Objectif Cinéma : Est-ce que vouloir faire du cinéma était pour vous un moyen de prolonger l’enfance ?

Pierre Richard : Sans doute, c’est certainement le cas pour tous les acteurs, avec plus ou moins de force bien sûr. Pour ma part, alors que j’ai passé ma vie d’enfant en pension religieuse pendant la guerre, j’ai conscience d’avoir passé ma vie d’adulte en vacances.

Enfant, je voulais être Johnny Weissmuller dans Tarzan, vivre dans la forêt. Et maintenant je joue Robinson Crusoe pendant trois mois : où est le travail ? C’est un rêve d’enfance que je suis en train de matérialiser ! Il y avait bien sûr sur le tournage une équipe de 40 personnes, mais pendant trois mois et demi, j’ai « joué à » Robinson, et j’ai d’ailleurs « joué à » un tas de personnages dans la vie. Pendant toute une partie de ma carrière, c’était d’autant moins un travail que j’étais en pleine adéquation avec moi-même. Je n’avais pas à faire d’efforts pour rentrer dans le personnage : plus j’étais naturel et spontané, mieux c’était. Depuis une dizaine d’années, j’ai envie de faire autre chose et de « faire l’acteur ».

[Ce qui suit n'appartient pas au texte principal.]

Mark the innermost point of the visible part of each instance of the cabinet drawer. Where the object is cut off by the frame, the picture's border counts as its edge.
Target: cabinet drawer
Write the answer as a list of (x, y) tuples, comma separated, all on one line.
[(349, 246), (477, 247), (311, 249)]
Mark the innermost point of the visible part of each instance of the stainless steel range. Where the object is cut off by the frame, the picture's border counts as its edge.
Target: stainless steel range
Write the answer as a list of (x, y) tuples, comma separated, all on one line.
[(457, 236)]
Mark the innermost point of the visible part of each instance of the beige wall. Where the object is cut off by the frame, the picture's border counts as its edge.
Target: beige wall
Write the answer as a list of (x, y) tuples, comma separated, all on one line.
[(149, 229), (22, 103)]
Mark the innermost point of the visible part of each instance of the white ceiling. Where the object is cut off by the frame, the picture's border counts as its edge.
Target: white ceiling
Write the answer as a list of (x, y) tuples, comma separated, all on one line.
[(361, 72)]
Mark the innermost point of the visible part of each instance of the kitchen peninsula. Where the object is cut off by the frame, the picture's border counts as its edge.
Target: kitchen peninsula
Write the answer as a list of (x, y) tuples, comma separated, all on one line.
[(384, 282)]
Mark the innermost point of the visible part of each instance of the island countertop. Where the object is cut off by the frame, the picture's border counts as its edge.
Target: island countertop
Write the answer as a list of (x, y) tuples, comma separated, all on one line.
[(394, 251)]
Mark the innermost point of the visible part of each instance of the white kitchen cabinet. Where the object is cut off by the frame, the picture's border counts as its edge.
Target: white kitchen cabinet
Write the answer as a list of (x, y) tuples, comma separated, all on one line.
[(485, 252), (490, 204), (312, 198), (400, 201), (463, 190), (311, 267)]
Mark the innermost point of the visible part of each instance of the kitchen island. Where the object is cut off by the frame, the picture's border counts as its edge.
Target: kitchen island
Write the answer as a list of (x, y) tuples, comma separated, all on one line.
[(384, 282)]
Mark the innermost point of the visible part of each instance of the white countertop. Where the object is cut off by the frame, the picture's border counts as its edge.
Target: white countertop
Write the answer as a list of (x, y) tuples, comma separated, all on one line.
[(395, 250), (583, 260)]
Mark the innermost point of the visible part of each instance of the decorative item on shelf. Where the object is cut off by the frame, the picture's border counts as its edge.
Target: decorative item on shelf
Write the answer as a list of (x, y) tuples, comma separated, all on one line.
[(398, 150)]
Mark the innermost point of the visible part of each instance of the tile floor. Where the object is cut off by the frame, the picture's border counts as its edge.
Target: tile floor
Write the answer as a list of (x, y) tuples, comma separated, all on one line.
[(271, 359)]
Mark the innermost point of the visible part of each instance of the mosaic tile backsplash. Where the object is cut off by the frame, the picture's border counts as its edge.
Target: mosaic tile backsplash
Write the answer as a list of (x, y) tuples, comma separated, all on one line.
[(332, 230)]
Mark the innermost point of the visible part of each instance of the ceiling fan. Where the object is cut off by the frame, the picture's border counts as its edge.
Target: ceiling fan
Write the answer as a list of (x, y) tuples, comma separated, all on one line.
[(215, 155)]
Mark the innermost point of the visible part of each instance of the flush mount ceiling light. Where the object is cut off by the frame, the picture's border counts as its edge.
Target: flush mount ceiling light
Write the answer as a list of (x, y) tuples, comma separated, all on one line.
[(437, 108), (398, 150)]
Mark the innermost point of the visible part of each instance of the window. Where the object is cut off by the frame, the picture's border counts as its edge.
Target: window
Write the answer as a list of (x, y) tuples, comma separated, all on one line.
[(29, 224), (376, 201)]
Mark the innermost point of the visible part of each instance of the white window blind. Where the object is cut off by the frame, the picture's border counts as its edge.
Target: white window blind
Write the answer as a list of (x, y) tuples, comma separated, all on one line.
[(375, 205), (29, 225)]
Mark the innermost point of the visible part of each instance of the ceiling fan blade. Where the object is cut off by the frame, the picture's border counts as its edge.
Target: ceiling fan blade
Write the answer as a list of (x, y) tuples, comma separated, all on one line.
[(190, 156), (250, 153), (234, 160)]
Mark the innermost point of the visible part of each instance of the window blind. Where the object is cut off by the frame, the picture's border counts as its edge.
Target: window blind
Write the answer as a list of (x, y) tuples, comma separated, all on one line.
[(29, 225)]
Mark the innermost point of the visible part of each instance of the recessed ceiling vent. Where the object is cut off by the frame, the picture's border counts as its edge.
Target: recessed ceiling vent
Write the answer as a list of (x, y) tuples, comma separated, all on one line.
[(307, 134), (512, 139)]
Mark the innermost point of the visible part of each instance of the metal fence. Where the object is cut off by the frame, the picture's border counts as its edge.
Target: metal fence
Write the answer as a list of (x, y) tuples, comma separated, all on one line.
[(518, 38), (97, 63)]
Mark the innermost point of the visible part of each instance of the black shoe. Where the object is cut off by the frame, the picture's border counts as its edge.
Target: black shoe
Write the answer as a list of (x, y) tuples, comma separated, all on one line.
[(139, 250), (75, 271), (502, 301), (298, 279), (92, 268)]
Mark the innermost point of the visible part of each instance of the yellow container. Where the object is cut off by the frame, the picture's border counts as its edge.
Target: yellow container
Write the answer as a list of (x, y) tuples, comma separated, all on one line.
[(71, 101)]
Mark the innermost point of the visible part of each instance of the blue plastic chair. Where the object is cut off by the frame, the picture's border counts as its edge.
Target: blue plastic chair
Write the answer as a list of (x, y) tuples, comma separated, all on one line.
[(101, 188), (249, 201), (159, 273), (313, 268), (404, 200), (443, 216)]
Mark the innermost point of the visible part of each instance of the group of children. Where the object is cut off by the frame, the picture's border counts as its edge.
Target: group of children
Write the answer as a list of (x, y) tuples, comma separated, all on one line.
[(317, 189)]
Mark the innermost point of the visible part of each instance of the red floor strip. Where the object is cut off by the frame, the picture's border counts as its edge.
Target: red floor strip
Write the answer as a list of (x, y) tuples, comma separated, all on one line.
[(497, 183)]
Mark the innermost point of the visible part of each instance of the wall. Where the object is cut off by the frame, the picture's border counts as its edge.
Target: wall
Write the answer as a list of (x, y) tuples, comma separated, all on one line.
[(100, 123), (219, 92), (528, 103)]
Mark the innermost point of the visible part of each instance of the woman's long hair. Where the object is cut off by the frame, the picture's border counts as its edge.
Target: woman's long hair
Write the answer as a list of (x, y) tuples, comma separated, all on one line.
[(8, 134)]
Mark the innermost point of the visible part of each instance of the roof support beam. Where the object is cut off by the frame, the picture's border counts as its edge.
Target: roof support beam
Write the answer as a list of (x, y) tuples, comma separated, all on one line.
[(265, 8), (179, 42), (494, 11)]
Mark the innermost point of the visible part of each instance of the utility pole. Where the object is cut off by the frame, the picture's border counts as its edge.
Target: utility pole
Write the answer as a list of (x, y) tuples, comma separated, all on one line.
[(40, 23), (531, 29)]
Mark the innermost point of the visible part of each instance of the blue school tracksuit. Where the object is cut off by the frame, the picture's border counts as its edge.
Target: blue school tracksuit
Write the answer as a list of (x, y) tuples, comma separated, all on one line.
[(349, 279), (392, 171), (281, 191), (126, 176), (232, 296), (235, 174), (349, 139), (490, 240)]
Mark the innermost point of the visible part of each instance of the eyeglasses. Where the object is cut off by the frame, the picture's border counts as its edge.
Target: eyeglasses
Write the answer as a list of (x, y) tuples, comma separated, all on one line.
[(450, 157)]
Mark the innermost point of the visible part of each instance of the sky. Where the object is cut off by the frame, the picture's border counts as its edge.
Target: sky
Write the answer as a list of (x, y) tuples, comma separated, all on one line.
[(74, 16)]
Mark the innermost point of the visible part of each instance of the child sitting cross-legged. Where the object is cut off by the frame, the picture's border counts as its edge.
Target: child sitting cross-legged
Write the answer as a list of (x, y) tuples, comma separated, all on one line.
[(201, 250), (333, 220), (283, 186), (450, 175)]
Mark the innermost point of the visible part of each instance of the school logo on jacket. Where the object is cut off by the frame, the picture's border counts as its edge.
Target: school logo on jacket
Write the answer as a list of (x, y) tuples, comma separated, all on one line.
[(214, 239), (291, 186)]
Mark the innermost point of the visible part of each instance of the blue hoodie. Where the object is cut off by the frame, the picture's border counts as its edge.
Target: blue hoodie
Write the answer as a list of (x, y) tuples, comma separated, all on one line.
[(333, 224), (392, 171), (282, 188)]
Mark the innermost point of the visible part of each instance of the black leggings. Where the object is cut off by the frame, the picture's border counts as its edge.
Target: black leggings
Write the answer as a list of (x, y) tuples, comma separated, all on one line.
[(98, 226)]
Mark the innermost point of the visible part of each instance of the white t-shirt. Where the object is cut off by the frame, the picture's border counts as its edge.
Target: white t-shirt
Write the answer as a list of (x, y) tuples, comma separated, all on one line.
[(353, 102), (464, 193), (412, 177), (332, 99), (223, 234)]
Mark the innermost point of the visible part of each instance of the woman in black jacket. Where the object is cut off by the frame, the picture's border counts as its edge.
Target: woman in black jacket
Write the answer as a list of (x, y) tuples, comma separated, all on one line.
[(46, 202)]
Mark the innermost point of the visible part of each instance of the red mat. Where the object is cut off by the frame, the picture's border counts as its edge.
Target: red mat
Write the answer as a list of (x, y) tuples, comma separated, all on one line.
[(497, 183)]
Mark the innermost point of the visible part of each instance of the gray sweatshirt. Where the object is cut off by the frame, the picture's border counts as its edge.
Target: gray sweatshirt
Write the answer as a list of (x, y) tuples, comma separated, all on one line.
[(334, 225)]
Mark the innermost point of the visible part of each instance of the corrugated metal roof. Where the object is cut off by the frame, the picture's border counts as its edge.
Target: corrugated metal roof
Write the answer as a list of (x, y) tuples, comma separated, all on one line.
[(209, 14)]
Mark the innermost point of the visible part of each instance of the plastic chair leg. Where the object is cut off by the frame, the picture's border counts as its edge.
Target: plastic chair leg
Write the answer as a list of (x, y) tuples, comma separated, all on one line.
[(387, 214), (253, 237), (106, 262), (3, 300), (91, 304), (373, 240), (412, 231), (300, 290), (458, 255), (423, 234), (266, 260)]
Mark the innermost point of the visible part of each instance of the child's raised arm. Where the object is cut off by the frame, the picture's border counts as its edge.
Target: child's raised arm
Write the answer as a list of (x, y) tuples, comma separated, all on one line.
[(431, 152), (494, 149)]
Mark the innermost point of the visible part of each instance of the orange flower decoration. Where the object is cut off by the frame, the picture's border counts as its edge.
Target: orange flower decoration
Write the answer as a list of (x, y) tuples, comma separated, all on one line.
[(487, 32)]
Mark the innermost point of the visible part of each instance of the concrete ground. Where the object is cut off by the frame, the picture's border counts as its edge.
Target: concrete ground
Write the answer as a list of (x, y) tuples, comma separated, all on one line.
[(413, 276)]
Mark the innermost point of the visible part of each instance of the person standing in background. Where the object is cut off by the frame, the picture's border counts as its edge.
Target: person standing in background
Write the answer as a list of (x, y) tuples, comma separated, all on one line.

Objectif Cinéma : Dans votre livre, vous racontez votre rencontre, sur le tournage d’Alexandre le bienheureux, avec une « petite dame de la Beauce » qui doit jouer votre mère. Elle doit juste s’écrier « Ne pars pas à la guerre mon fils !» et le fait en pleurant, avec une justesse sidérante...

Pierre Richard : C’était le fait d’une énorme innocence, d’un premier degré comme on aimerait en avoir plus souvent. Mais il ne faut pas exagérer non plus, si elle avait dû jouer Madame Marguerite ou Lady Macbeth, elle n’aurait pas pu. Le métier compte quand même ! Mais pour des petits rôles simples comme celui-ci, tout le monde peut le faire, dès lors qu’il n’y a pas de réflexion et que la personne est faite pour ce qu’on lui demande de faire. Si on demande à un barman de jouer un rôle barman, il le fera très bien et si on lui donne un texte qui correspond à un texte de barman, il va le faire formidablement bien aussi. Sauf s’il se braque…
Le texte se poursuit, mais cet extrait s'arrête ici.